Sonja K Billes
Neuroscience
Sonja K Billes & Michael A Cowley
A role for dopamine in neuroendocrine regulation of food intake
Obesity is a growing health problem, for which there are few safe
effective treatments. In a society where palatable high calorie food
is abundant, the rewarding properties of food certainly contribute to
consumption of palatable food beyond the necessary caloric
requirement. Despite increasing evidence that brain reward systems
play an important role in regulating food intake, little is known
about regulation of hedonic feeding. Neuroendocrine factors like
leptin are traditionally believed to regulate energy balance through
direct actions on neurons in the medial hypothalamus. Recent evidence
suggests that these neuroendocrine factors also influence motivation
through direct actions on mesolimbic dopamine neurons, providing a
physiological basis for the already documented regulation of food
intake by dopaminergic drugs.
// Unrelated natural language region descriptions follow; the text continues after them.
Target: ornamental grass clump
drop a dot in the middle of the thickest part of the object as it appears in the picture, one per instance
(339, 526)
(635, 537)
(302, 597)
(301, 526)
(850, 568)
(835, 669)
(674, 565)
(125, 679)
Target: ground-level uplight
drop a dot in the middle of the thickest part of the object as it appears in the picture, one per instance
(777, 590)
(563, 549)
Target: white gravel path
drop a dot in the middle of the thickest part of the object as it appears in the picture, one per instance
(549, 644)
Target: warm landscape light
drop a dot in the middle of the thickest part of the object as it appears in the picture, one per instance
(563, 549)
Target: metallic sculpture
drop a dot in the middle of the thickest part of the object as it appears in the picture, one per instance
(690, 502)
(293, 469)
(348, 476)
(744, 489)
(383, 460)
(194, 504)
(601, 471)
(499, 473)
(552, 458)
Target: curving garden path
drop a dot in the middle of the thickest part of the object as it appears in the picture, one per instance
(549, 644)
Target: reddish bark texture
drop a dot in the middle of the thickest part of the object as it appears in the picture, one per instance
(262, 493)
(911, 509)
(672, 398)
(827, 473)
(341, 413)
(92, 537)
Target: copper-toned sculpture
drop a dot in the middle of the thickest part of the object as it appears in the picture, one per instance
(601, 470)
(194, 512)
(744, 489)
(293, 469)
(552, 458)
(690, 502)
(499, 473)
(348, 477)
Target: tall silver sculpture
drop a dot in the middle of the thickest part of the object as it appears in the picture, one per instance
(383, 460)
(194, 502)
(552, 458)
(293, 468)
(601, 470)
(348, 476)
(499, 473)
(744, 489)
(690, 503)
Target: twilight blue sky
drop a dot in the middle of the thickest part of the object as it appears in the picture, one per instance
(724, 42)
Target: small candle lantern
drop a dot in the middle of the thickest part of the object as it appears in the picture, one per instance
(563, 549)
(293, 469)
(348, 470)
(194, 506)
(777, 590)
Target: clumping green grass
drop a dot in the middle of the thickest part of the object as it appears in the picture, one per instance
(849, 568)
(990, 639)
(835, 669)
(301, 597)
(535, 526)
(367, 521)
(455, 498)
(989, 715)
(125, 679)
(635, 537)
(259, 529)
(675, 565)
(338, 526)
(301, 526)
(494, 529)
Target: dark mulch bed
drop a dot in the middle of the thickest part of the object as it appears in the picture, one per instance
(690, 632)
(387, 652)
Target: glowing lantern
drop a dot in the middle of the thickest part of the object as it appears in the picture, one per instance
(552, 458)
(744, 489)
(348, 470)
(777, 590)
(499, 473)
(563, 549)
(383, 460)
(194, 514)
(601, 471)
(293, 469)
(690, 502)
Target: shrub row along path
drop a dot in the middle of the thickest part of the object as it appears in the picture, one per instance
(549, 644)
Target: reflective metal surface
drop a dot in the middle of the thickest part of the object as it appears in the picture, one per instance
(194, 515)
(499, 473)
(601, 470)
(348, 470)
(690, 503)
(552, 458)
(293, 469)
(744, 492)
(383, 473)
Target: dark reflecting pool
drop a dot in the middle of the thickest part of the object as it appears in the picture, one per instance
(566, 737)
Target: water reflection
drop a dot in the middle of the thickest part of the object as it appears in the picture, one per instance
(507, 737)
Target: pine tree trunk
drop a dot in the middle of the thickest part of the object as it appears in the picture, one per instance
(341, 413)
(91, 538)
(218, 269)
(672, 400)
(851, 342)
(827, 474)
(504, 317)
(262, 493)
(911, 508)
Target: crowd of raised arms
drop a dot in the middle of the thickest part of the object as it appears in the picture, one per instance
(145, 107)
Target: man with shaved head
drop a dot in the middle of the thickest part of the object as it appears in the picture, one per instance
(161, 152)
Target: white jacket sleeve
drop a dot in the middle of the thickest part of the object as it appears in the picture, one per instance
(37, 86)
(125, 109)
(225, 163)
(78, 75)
How these factors affect dopaminergic
signaling and what reward system nuclei are important for mediating
the effects of these neuroendocrine factors on food intake remains to
be determined. In order to address these questions, we investigated
which dopamine receptor types (D1 or D2) mediate the acute anorectic
effects of leptin. Through pharmacological blockade or genetic
deletion of the D1 and D2 dopamine receptors, we demonstrate that the
acute hypophagic effects of leptin are partially mediated by D2
dopamine receptors. We are in the process of extending this study to
examine which dopamine receptor type is important for the hypophagic
effects of a physiologic signal that increases food intake, ghrelin.
Understanding how reward systems affect appetite will not only
increase our understanding of brain physiology, but also allow for the
development of more effective antiobesity drugs.